УМ ХОРОШО, А ДВА ЛУЧШЕ
Когда самолет взлетел и я увидел в окошко «Угрюм-реку», село «Разбой» и ставшую мне почти родной Виску, я помахал им рукой и подумал: «Все же как интересна моя специальность! Скольких увидишь людей, посетишь разных мест, о которых раньше имел только самые смутные представления!» И я был благодарен судьбе, что она натолкнула меня на эту неторную тропу исследователя льда. Я с некоторой грустью подумал и о Васе. Жаль было с ним расставаться.
В нашем самолете до Якутска отправляли из Витима и партию отловленных соболей. Среди них был и «наш»; соболей посадили в специальные клетки.
Я подошел к клеткам.
— Ну что, милые, покидаете родные края? — Соболи шипели и старались перегрызть металлическую сетку. Это были очень красивые зверьки, но они опустошали тайгу, поедая белку и птиц. Вот почему леса, где живет много соболя, быстро пустеют.
В Якутске, в управлении пароходством, главный инженер сказал мне, что их очень беспокоят вмерзшие в лед доки.Это не так далеко отсюда, можно проехать машиной. Дело в том, что там у нас один молодой инженер предложил какую-то дикую идею — соскабливать лед — и носится как одержимый со своей идеей. Требует бульдозеры. По-моему, какая-то чушь, — закончил он, а потом сказал:— Очень вас прошу помочь; дело явно плохо.
Я выехал на место. Меня встретил вихрастый, еще совершенно молодой паренек. Это и был Петр Петрович, инженер, недавно попавший в эти места.
Почему-то, глядя на него, я вспомнил и свою молодость, свои первые шаги «по тропинке льда». Но на моем пути тогда встретились хорошие руководители, настоящие инженеры. Я вспомнил своего любимого профессора Владимира Сергеевича.
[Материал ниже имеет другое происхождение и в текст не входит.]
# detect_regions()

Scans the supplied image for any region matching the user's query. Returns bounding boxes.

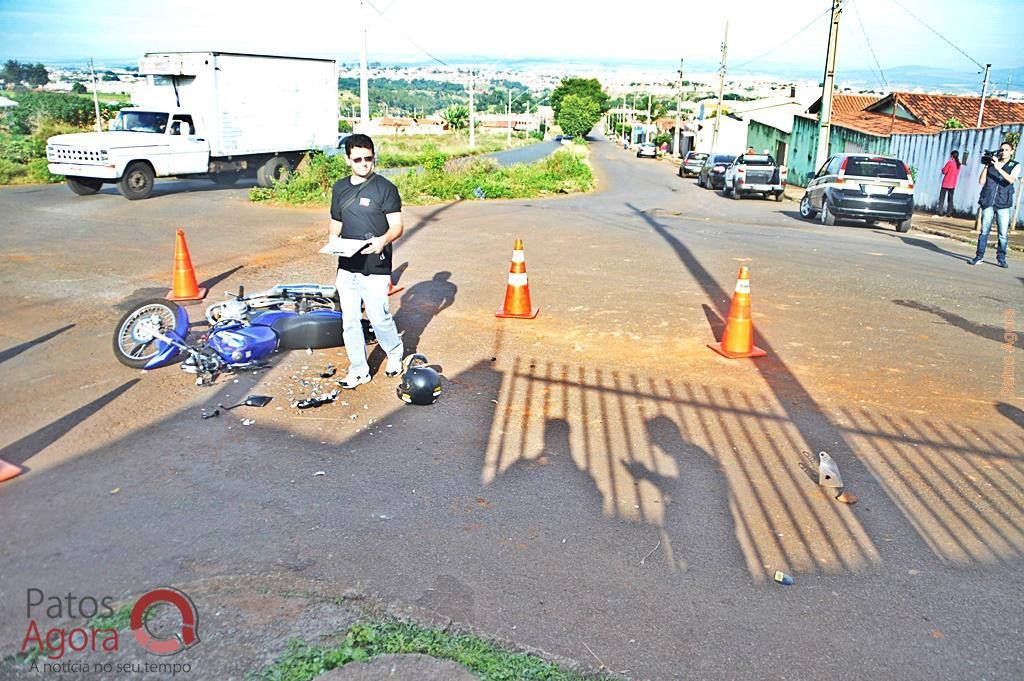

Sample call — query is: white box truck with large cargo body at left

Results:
[46,52,338,200]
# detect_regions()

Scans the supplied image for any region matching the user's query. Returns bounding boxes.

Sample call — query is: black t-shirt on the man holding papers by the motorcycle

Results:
[331,173,401,274]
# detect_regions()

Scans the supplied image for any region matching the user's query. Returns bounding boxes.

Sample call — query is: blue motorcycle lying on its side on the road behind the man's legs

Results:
[114,284,377,385]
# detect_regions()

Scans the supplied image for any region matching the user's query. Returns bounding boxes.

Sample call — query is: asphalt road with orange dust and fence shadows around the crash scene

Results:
[0,134,1024,680]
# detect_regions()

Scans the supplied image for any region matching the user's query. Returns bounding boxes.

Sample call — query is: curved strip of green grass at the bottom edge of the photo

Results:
[248,621,611,681]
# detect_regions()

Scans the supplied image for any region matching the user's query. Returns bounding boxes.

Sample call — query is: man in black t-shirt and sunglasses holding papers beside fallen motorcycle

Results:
[330,134,404,389]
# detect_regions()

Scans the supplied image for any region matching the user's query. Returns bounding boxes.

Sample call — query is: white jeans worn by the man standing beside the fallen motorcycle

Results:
[337,269,404,376]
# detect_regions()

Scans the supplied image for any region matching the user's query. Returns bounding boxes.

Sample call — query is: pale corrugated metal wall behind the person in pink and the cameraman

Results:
[889,124,1024,219]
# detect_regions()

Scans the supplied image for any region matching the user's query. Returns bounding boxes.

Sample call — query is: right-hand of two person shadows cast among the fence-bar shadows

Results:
[626,416,745,571]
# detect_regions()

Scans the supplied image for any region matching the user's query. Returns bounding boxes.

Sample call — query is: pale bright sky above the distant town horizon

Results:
[0,0,1024,77]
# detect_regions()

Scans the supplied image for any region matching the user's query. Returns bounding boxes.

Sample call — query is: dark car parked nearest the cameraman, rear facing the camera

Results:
[800,154,913,231]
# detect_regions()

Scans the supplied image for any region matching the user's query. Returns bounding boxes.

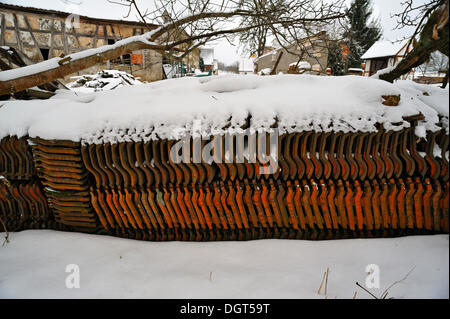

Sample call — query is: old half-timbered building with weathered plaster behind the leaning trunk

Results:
[0,3,200,82]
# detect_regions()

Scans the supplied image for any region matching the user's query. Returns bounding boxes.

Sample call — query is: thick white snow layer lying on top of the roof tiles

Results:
[0,75,449,143]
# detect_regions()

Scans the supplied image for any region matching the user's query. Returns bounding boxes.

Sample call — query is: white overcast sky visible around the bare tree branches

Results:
[0,0,429,64]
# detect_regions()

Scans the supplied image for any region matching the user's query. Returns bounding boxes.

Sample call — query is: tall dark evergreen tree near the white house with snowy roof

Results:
[344,0,382,68]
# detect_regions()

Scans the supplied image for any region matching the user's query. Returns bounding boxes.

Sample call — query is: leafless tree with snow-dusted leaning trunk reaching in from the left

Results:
[0,0,345,95]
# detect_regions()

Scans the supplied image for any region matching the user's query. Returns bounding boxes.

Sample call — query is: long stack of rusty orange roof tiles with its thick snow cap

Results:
[0,75,449,240]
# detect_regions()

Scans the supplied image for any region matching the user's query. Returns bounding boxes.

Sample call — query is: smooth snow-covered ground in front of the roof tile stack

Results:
[0,230,449,299]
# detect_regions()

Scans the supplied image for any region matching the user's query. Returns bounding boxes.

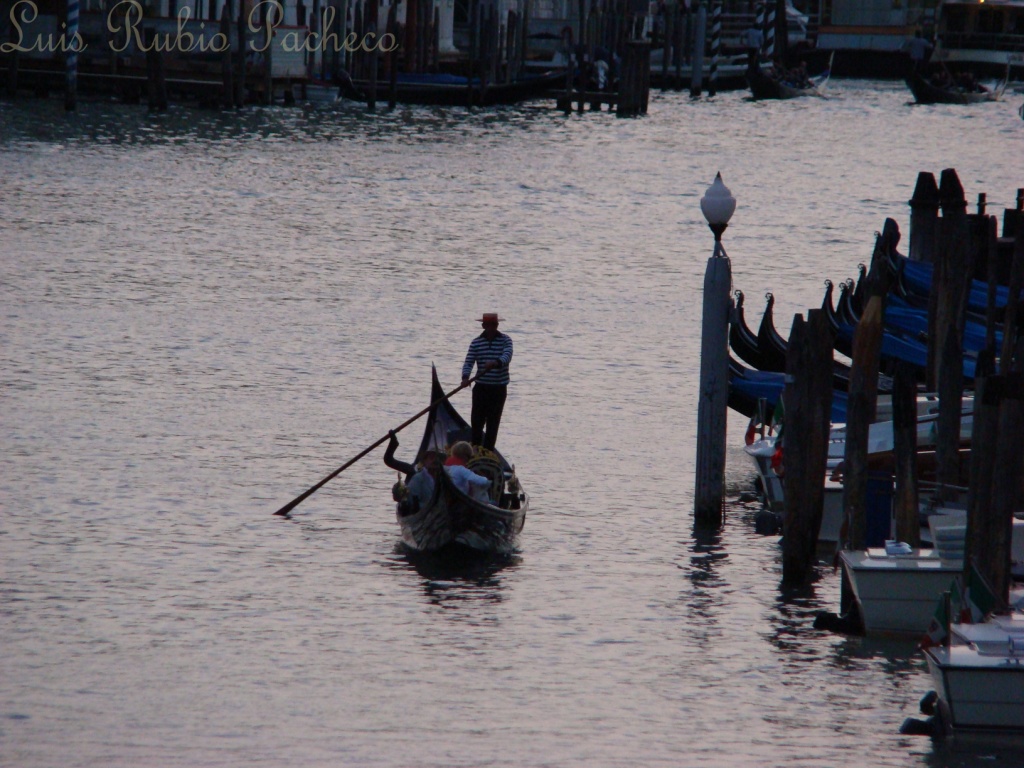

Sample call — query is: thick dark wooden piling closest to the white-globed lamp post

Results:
[782,309,833,584]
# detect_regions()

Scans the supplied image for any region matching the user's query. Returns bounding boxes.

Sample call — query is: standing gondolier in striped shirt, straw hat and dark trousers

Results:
[462,312,512,451]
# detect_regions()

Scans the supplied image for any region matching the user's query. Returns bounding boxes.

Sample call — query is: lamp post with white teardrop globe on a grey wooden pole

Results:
[694,173,736,526]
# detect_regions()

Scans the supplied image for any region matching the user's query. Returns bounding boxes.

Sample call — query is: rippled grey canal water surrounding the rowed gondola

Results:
[0,81,1024,768]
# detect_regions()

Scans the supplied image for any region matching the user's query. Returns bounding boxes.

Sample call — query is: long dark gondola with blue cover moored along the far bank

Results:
[340,71,565,106]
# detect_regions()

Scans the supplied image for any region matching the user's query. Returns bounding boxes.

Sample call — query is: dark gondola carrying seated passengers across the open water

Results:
[385,370,529,554]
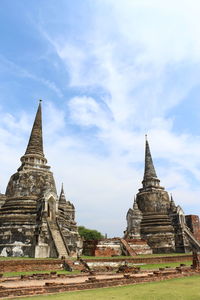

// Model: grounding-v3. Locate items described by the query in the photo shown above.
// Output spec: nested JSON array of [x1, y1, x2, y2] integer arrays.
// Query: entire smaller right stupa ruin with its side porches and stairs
[[124, 139, 200, 253]]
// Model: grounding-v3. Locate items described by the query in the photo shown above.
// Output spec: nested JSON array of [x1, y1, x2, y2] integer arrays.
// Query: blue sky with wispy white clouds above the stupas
[[0, 0, 200, 237]]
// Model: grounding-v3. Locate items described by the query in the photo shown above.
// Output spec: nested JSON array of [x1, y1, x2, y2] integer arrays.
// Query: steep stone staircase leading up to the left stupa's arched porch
[[48, 221, 69, 258]]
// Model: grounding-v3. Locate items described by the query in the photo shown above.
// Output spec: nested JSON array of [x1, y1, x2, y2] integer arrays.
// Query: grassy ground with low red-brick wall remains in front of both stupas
[[0, 253, 200, 300]]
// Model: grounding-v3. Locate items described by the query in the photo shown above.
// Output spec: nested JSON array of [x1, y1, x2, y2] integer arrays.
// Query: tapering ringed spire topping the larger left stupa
[[25, 100, 44, 157]]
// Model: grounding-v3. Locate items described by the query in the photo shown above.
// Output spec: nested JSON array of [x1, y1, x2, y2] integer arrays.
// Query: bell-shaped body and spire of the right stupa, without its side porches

Вот теперь для этого паренька я должен быть руководителем и направить его так же, как когда-то направляли меня.
Паренек явно волновался. Он сразу же потащил меня к вмерзшим в лед докам.Мы спустились на лед, пошли через сугробы и скоро вышли на протоптанную тропку. Очевидно, последние месяцы жизнь Петра Петровича шла в каком-то бешеном темпе.
Пять лет в институте протекли спокойным, установившимся потоком с некоторым волнением во время сессий и с радостным возбуждением каникул. Но вот все изменилось.